10 Things You Didn’t Know about the Etihad A380

Etihad Airways is one of the biggest airlines based out of the United Arab Emirates. In total, it operates more than a thousand flights on a weekly basis, which connect places that range from the Middle East to Asia, Africa, Europe, and the Americas. As a result, it should come as no surprise to learn that its fleet numbers more than a 100 planes from both Airbus and Boeing, which include 10 Airbus A380s. Here are 10 things that you may or may not have known about the Etihad A380:

1. It Is Operated by the Flag Carrier

Etihad Airways is the flag carrier of the United Arab Emirates, which is based on the fact that it is state-owned. However, it is interesting in that it isn’t the sole flag carrier, seeing as how it shares that status with Emirates, which is rather unusual but nonetheless something that can happen.

2. It Is Operated by the Second Bigger Airline in the United Arab Emirates

The biggest airline in the United Arab Emirates would be Emirates. As for Etihad Airways, well, it occupies the second position.

3. Started Seeing Use in 2014

In total, Etihad Airways ordered 10 A380s from Airbus, with the result that they were able to start seeing service in 2014. This makes it one of the sixteen airlines that have been confirmed to have made such purchases from Airbus. With that said, the size of its purchase isn’t particularly notable, whereas the same can’t be said for Emirates, which has been responsible for 162 of the more than 300 planes that have been ordered so far.

4. Each One Carries 498 Passengers

Each of Etihad Airways’s A380s can carry a total of 498 passengers. Most of these passengers fall under Economy class. However, there is seating for 70 Business class passengers as well as 11 First class passengers.
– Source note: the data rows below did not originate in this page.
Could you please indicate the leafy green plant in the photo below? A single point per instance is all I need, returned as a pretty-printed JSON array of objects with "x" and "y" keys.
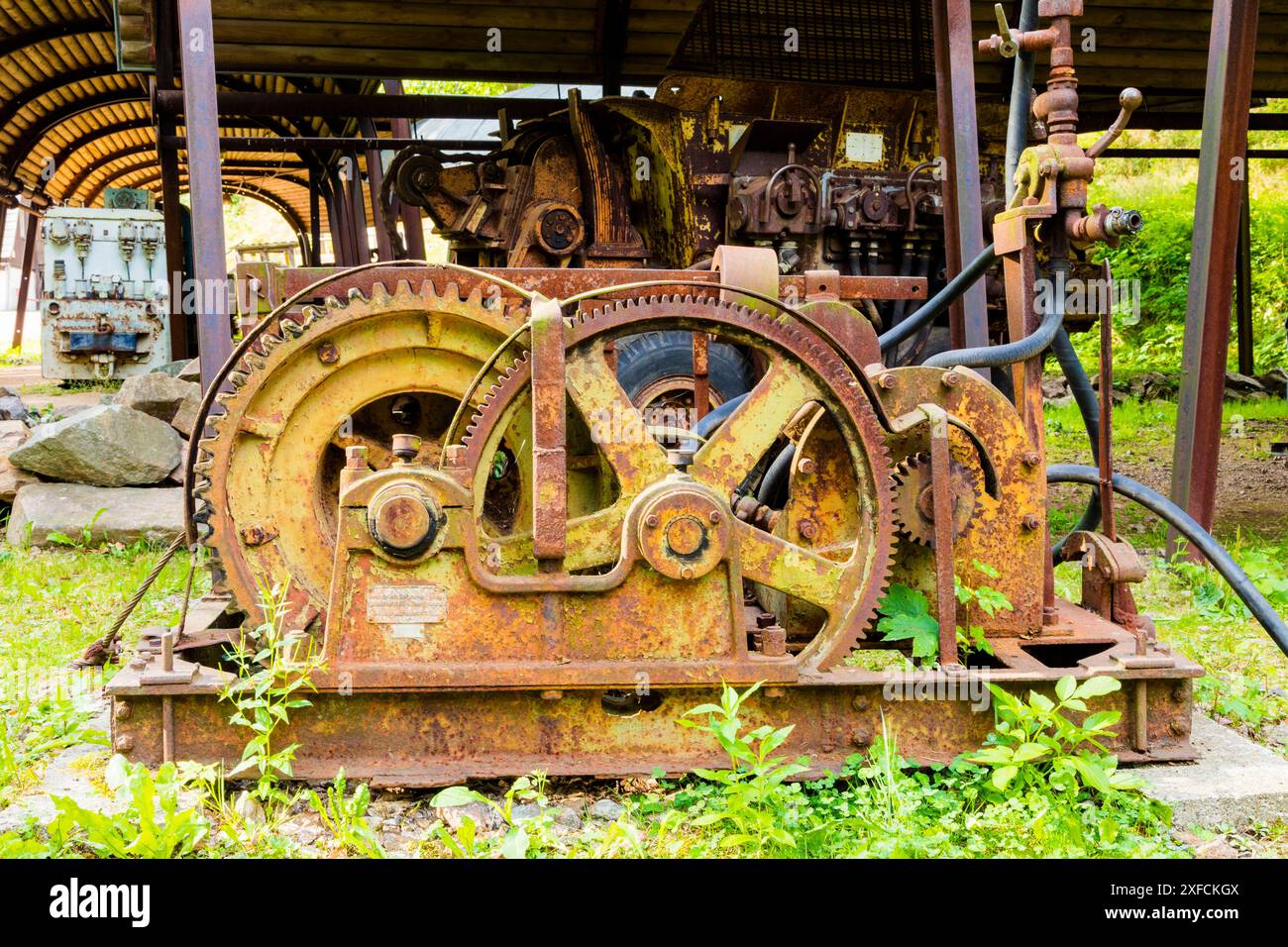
[
  {"x": 153, "y": 823},
  {"x": 984, "y": 599},
  {"x": 269, "y": 680},
  {"x": 1035, "y": 744},
  {"x": 86, "y": 536},
  {"x": 343, "y": 817},
  {"x": 464, "y": 843},
  {"x": 906, "y": 616},
  {"x": 754, "y": 796}
]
5. Includes “The Residence by Etihad”

The most notable of the First class seats on one of Etihad Airways’s A380s might be “The Residence by Etihad.” In short, it is a three-room suite that consists of a bedroom, a living room, and a shower room, which is rather rare on a commercial airline to say the least. Said suite is meant for a pair of people traveling together rather than someone traveling on their own.

6. Includes “First Apartments”

Meanwhile, the other nine First class seats consist of “First Apartments,” which come with a chair as well as a separate bed. Besides this, there are various other amenities, with an excellent example being the fully-functional vanity that comes complete with a make-up mirror that lights up as needed.

7. Six “First Apartments” Are Interconnected

Out of the nine “First Apartments,” a full six of them are inter-connected in nature. Something that makes them a good choice for people who are traveling together rather than on their own, seeing as how it can make it much easier for them to share a meal, hold a short meeting, and otherwise interact with one another.

8. Wide-Bodied Double Decker

Some people might wonder how the A380 has so much room. If so, they should know that the plane is a wide-bodied double decker, which means exactly what it sounds like. In short, the A380 is wider. Moreover, it has not one but two decks for passengers.

9. Meant to Challenge Boeing Head-On

Speaking of which, it is interesting to note that the A380 was meant to challenge Boeing head-on. In short, Boeing possessed an overwhelming position in the market for large aircraft, so much so that it wouldn’t be inaccurate to say that it held a monopoly at the time. The A380 was meant to carve out a position for Airbus in the same market, which is something that it has had some success in. However, having said this, its effort in this regard hasn’t exactly proceeded in a perfectly smooth and uninterrupted manner either.

10. The A380 Has Had Aviation Occurrences in the Past

So far, the A380 hasn’t had any hull losses. However, it has been involved in a couple of incidents. The first time was a Qantas flight that had an uncontained engine failure, which was caused by a defective oil pipe that led to an engine fire. The second time was an Air France flight that suffered what seemed like an uncontained engine failure as well. There were no casualties in either case.